It is in the context of this strictness that God commanded his people to execute their fellow human beings, and it is here that we find cause to conclude that God will not require us to kill today.

The strictness of the ancient Israelites was part of God's demonstration: The Israelites were chosen by God, led by God, protected by God, governed by God, and given a very precise and comprehensive set of regulations. But what happened? Even given every advantage and opportunity, the people proved incapable of living righteously. King David admitted that "there is no one who does good, not even one." The prophet Isaiah confessed that "we all, like sheep, have gone astray."
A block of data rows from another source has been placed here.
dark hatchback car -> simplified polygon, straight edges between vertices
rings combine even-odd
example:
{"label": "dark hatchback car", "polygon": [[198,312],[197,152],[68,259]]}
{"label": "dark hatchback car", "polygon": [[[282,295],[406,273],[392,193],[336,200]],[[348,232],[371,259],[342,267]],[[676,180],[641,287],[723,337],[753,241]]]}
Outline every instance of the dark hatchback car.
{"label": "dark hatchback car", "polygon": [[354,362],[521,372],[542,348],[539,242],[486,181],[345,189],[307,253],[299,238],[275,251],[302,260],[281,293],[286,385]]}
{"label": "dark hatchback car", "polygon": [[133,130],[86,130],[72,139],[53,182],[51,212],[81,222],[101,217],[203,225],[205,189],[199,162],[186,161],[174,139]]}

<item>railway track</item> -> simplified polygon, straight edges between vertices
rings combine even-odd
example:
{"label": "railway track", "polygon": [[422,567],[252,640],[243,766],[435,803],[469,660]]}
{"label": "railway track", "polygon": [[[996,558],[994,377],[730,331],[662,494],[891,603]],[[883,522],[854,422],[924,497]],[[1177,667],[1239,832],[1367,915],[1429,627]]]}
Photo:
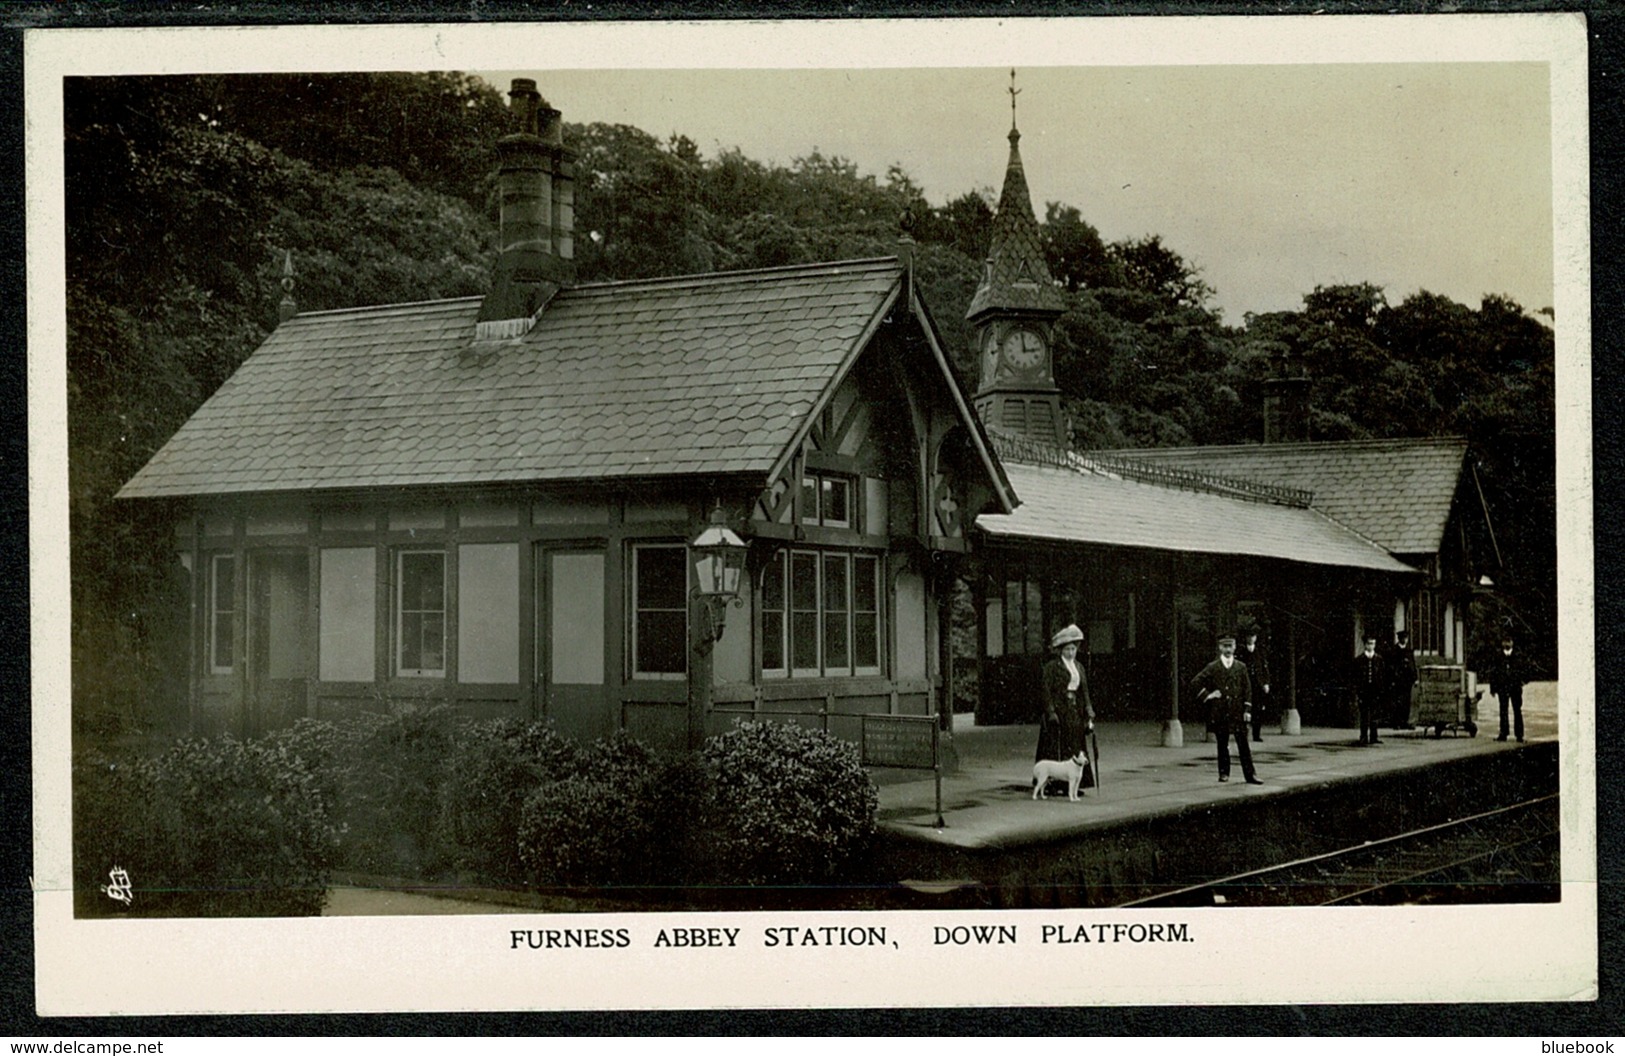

It was God's intention that the history of the Israelites would demonstrate the necessity for Jesus to come and do what he did: "No one will be declared righteous in [God's] sight by observing the law; rather, through the law we become conscious of sin.... All have sinned and fall short of the glory of God, and are justified freely by his grace through the redemption that came by Christ Jesus" (Ro 3:20,23-24).

Killing immoral people was commanded under the law, and necessary under the law. Today we no longer live under that law: "You are not under law, but under grace.... We have been released from the law so that we serve in the new way of the Spirit" (6:14; 7:6).

There remains entirely too much strictness today amongst those claiming to be God's people. It is critical that we remember that "it is for freedom that Christ has set us free" (Gal 5:1).